= Robert Hoyle =

Canadian politician

Robert Hoyle (September 16, 1781 - February 15, 1857) was a businessman and political figure in Lower Canada.

He was born in Lancashire, England in 1781 and came to New York state in 1806. Hoyle supplied lumber to Lower Canada. After he declared loyalty to Britain during the War of 1812, he was forced to abandon his property there and he settled in the Richelieu valley near Lacolle. His brother Henry was leasing the seigneury of Lacolle. Hoyle became involved in farming and the lumber trade there. He also operated a ferry service across the Richelieu River. Hoyle served in the local militia, becoming lieutenant-colonel during the Lower Canada Rebellion, and also served as justice of the peace. He was elected to the Legislative Assembly of Lower Canada for L'Acadie in 1834. He voted against the Ninety-Two Resolutions.

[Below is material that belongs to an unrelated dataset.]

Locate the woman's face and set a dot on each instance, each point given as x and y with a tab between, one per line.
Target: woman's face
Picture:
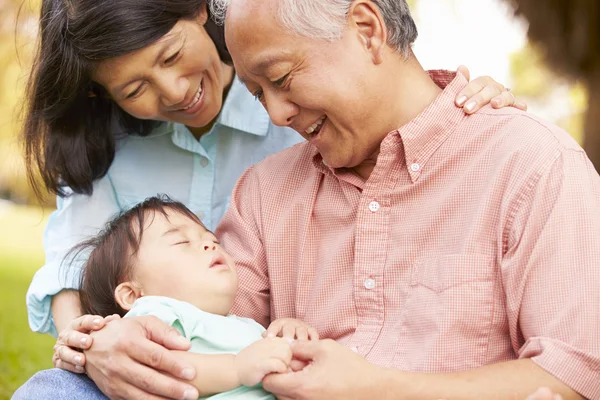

In 1832, he married Elizabeth B. Nye, who was the sister of some important local merchants; his first wife Pamelia Wright had died seven years earlier. In 1834, he was named customs collector at Stanstead and, in 1835, registrar for L'Acadie County. Hoyle retired from his duties as customs collector in 1844.
He died at Lacolle in 1857 and was buried in Champlain, New York.